• Cul-de-Sac

    Cul de Sac

    de

    Douglas Kennedy


      

    Ce qui m'a poussé à lire ce livre : J'aime beaucoup le style de Douglas Kennedy, donc je me suis plongée dans ce livre que ma petite maman et ma tante m'avait conseillé. Et si j'en parle aujourd'hui (alors que je l'ai lu il y a déjà un moment) c'est tout d'abord car ce livre m'a marqué et qu'hier j'en ai parlé au détour d'une conversation msn sur l'Australie ...

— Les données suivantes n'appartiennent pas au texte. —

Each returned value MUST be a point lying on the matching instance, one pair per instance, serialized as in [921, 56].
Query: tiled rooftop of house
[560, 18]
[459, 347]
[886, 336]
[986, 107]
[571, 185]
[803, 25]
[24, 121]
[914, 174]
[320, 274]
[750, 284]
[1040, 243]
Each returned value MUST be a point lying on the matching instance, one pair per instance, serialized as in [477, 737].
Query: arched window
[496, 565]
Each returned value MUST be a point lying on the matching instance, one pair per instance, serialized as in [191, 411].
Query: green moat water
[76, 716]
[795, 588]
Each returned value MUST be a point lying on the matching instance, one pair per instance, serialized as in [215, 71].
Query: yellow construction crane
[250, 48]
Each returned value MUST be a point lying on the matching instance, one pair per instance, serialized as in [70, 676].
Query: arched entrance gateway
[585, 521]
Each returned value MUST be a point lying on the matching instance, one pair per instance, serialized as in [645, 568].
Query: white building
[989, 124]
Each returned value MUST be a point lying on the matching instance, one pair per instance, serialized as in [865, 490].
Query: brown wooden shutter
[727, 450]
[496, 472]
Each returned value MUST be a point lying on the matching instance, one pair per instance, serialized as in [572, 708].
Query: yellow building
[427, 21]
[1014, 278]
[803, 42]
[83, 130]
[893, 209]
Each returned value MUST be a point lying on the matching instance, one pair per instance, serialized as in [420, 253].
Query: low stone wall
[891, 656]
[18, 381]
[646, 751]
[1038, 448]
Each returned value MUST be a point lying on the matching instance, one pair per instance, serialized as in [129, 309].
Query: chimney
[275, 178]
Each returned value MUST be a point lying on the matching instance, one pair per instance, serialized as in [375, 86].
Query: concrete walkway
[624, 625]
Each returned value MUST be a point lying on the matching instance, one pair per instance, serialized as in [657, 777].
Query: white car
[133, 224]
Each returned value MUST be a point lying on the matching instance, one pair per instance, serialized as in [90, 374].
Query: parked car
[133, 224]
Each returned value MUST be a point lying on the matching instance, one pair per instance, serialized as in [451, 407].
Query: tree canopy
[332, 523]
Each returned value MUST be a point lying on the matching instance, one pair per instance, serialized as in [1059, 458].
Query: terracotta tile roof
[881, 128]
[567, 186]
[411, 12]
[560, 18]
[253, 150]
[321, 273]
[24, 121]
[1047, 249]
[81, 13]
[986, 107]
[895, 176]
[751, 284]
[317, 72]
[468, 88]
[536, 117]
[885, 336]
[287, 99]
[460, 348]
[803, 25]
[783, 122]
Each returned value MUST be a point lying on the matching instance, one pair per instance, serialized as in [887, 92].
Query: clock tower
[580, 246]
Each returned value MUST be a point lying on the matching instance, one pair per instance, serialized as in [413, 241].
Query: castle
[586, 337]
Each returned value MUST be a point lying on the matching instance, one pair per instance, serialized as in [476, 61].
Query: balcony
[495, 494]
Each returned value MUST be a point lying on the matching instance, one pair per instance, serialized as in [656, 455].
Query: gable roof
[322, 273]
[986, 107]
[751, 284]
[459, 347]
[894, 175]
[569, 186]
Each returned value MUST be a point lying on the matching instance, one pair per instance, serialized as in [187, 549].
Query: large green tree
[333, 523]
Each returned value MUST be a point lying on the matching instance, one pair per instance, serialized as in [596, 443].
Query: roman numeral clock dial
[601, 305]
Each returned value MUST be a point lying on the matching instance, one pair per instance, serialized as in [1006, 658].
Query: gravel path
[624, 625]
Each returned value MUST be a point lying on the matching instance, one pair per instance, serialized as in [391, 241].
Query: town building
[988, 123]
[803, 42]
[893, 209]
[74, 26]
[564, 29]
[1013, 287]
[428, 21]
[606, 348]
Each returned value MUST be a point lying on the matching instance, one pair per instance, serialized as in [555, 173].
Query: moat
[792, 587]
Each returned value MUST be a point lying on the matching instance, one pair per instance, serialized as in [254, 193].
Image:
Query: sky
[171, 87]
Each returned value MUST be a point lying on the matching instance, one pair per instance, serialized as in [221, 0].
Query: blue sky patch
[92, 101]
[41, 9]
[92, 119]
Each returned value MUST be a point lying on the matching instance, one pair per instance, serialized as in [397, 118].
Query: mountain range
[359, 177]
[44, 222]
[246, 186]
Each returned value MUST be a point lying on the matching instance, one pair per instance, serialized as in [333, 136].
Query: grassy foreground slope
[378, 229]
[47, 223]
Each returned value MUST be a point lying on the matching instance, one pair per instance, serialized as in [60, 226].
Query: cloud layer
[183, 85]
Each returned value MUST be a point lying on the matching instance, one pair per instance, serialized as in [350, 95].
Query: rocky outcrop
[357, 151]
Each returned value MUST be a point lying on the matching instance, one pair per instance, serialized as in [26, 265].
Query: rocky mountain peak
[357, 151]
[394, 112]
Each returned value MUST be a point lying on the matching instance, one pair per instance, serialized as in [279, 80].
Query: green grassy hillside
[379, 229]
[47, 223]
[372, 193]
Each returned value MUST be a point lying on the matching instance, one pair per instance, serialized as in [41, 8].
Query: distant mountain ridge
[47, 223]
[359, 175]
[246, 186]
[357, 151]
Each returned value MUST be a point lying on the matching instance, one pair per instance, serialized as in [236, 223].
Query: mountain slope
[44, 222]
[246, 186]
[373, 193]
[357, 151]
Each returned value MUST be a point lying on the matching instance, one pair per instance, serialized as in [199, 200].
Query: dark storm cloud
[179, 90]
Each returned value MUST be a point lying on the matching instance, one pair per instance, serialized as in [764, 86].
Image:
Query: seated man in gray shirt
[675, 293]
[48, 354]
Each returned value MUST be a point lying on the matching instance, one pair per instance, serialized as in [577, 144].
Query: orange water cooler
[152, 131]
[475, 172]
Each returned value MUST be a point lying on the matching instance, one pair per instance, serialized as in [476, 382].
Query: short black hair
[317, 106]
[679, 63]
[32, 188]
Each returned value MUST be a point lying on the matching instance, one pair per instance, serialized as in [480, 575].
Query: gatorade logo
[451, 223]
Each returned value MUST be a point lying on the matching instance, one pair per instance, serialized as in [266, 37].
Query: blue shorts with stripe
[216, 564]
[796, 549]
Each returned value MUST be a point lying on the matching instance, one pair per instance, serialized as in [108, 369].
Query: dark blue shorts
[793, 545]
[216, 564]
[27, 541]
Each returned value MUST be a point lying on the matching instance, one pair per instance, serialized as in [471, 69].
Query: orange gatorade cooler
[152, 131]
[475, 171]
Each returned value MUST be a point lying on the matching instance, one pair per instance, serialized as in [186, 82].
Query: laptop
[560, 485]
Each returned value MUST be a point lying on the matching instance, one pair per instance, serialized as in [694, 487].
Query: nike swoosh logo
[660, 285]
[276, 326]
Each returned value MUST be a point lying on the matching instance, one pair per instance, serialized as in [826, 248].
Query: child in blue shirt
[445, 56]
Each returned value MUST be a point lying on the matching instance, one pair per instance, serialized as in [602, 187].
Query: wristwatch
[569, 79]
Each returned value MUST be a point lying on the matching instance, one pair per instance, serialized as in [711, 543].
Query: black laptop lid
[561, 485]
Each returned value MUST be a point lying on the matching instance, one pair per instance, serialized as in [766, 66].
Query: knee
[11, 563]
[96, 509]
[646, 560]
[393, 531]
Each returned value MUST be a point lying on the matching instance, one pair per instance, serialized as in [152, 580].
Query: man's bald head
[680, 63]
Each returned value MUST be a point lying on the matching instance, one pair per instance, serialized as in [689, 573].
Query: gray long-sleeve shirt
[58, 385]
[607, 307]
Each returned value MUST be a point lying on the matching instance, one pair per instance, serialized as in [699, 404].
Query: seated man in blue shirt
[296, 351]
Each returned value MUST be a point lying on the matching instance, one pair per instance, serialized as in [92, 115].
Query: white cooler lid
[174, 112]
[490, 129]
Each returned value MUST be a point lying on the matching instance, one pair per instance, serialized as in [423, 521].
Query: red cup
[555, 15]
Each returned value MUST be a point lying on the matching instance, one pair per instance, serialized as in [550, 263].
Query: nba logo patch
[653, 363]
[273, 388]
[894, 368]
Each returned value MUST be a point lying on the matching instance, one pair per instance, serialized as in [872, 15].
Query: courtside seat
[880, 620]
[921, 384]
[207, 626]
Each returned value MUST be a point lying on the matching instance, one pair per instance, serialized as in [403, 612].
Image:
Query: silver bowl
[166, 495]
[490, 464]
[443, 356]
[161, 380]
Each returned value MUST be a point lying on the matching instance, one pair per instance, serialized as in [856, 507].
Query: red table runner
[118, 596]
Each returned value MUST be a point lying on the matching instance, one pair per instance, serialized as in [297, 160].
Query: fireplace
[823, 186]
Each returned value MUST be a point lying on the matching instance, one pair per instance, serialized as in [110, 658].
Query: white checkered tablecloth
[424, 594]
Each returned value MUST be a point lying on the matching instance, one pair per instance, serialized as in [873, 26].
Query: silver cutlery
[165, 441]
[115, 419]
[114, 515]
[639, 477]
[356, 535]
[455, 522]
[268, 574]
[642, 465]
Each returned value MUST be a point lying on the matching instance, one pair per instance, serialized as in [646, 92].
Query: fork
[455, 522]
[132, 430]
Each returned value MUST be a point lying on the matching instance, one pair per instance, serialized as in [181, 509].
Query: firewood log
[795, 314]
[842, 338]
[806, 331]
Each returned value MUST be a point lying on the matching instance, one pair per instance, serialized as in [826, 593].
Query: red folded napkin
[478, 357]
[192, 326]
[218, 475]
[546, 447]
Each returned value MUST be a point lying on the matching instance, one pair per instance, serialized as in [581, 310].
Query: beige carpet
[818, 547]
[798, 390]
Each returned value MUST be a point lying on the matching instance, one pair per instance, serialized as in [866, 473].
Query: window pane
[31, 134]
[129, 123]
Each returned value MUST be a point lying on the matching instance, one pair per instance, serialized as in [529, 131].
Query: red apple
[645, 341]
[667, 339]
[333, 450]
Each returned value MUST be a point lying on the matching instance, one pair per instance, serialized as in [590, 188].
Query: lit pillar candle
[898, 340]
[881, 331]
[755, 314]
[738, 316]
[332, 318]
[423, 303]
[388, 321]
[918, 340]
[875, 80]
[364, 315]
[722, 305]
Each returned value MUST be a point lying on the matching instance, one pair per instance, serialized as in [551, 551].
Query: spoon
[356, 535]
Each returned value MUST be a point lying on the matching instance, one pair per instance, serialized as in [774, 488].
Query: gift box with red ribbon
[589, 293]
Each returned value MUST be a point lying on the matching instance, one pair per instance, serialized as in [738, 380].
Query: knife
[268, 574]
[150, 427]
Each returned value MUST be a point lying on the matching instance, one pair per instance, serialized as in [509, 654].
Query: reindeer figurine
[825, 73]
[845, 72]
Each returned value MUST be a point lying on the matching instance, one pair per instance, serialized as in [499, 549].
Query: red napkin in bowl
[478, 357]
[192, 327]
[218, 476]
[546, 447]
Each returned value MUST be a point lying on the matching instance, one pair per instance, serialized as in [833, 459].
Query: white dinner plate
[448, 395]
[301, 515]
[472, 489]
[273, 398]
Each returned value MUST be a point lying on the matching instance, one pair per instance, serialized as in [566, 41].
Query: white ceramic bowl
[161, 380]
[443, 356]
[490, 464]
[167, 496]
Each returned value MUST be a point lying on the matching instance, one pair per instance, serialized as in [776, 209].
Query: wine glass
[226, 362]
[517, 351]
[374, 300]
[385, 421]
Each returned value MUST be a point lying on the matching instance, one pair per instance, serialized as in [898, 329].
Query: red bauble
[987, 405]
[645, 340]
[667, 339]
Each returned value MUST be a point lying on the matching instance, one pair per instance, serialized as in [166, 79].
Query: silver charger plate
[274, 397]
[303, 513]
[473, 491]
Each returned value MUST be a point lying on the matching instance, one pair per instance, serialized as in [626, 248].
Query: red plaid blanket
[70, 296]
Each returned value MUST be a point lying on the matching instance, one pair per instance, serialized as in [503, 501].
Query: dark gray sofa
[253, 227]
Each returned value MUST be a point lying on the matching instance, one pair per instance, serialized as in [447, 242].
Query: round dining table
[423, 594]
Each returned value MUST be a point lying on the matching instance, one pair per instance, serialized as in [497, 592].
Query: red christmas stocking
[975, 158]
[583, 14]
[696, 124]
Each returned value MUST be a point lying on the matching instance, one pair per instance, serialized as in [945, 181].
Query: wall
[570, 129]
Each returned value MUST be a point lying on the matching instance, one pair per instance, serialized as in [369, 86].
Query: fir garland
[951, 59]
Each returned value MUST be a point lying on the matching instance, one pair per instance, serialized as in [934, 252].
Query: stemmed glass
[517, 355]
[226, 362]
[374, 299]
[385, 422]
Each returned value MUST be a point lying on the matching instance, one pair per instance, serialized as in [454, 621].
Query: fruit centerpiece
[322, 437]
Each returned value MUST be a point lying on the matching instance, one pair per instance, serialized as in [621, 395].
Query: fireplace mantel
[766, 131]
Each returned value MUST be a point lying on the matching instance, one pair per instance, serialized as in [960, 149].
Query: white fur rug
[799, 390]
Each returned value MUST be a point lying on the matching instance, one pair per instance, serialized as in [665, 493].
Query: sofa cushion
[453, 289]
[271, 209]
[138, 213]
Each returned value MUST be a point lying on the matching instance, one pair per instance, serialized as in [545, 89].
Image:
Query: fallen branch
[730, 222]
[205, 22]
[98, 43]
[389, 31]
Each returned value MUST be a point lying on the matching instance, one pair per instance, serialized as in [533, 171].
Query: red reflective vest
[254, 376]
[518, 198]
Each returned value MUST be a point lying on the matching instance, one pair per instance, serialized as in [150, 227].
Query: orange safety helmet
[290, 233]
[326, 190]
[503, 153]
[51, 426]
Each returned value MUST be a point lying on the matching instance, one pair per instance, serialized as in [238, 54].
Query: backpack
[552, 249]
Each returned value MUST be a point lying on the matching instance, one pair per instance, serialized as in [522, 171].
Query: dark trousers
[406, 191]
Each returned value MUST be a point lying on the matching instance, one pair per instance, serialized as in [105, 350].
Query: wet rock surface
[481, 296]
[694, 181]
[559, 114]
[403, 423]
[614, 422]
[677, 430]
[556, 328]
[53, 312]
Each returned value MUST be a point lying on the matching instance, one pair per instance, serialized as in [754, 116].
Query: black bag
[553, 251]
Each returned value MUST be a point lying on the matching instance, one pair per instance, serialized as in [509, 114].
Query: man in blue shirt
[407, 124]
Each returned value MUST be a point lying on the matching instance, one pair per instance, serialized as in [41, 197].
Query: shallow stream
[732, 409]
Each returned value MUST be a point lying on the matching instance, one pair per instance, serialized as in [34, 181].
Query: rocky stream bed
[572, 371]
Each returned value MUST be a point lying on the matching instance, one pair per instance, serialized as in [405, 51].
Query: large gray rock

    Genre : roman américain proche du polar

    L'histoire : Un américain légèrement paumé décide de tout quitter et de partir dans le bush australien tout aurait put bien se passer s'il n'avait pas renversé un Kangourou alors qu'il roulait de nuit. Le long du chemin il rencontre Angie qui vient d'un village perdu au milieu de nulle part et "oublié" de tous ... Enlevé par une communauté de hippies qui ne sont plus vraiment "peace and love" le protagoniste n'aura plus qu'un but : FUIR.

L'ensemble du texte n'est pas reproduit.